The first is that before a drug can be tested in human subjects, it must first be tested on animals. This is done to discover how the drug works and to measure how safe use in human subjects would be. This testing is very rigorous – no one wants to chance a human subject being hurt by a product. For NIDA to be able to launch IND, they would have had to have known with almost absolute certainty that the drug wouldn’t be harmful to a human subject.
So, if they were able to establish that human subjects were at a low or non-existent risk of being harmfully affected by cannabis (remember the Controlled Substance Act was passed in 1970 and this program was created in 1974), why didn’t they remove it from the war on drugs?
The second thing you should know is that the U.S. government had from 1974 until present day to learn that not only is cannabis not harmful to humans – it is beneficial medically. However, they supposedly never came to this conclusion based on the studies they released. So maybe they just ran the wrong tests and never discovered the amazing benefits that cannabis has. Right?

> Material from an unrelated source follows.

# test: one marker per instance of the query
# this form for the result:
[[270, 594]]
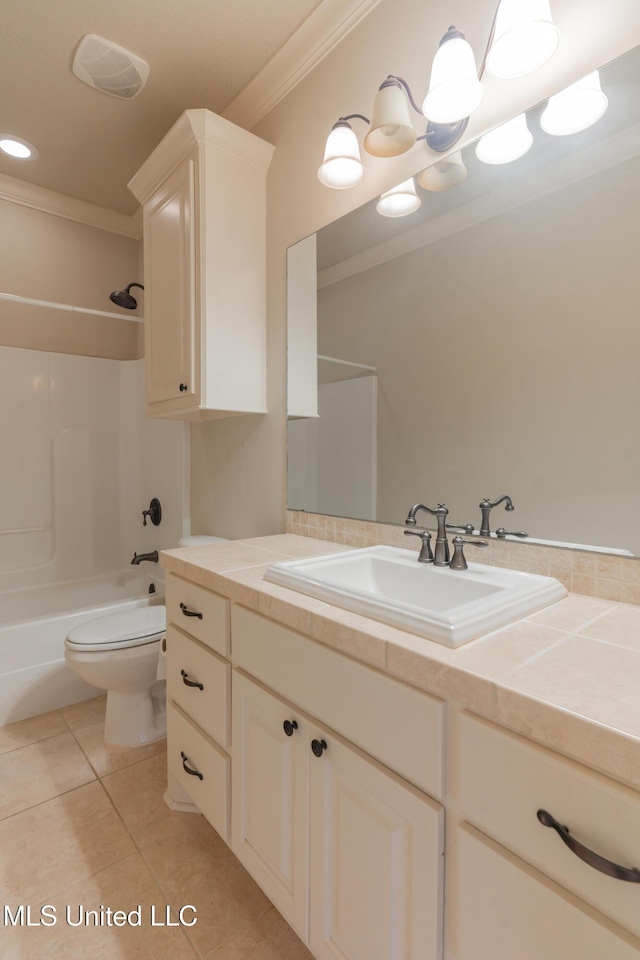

Big Pharma released MARINOL (also known as dronabinol) in 1985 and it was approved nationwide. [Cannabis Magazine Note: MARINOL is a synthetic form of delta-9-THC that is used to treat the side effects of chemotherapy in cancer patients.] California was the first state to legalize medical cannabis in 1996, and until then the University of Mississippi was the only place in the United States that had the ability to grow cannabis legally. So where did research that was so convincing of cannabis’ benefits come from before then? Most likely from the IND.
From this point, it’s pretty easy to make several conclusions.
- The government knew that cannabis had medical benefits long before the research ban against cannabis was lifted.
- Those beneficial findings were given to pharmaceutical companies in order to create synthetic versions of cannabis instead of allowing people suffering from debilitating health conditions use natural forms of the plant.
- The arguments that they give us for denying medical cannabis as a right at a federal level has no substance – they already know that it has the potential to treat, and perhaps cure our most deadly and debilitating diseases.
This is why people are so frustrated with the slow march to legalization. Many people recognize that the government already knows how beneficial cannabis can be. This is why so many people are wildly frustrated every time Jeff Sessions says outlandish things about cannabis essentially being an equivalent health threat to heroin.
Now, does that mean citizens should knowingly break the law? Absolutely not. Our country needs order, and respect for the law, if it is to thrive.
However, this respect needs to be mutual, our laws should not hold citizens back from life enhancing substances (or possibly from any consumables at all, but that’s for another discussion). Citizens have the right to demand answers from their government in regards to the ban on marijuana – and they should continue to demand answers until every person in need (and those age appropriate and in want) has access to cannabis.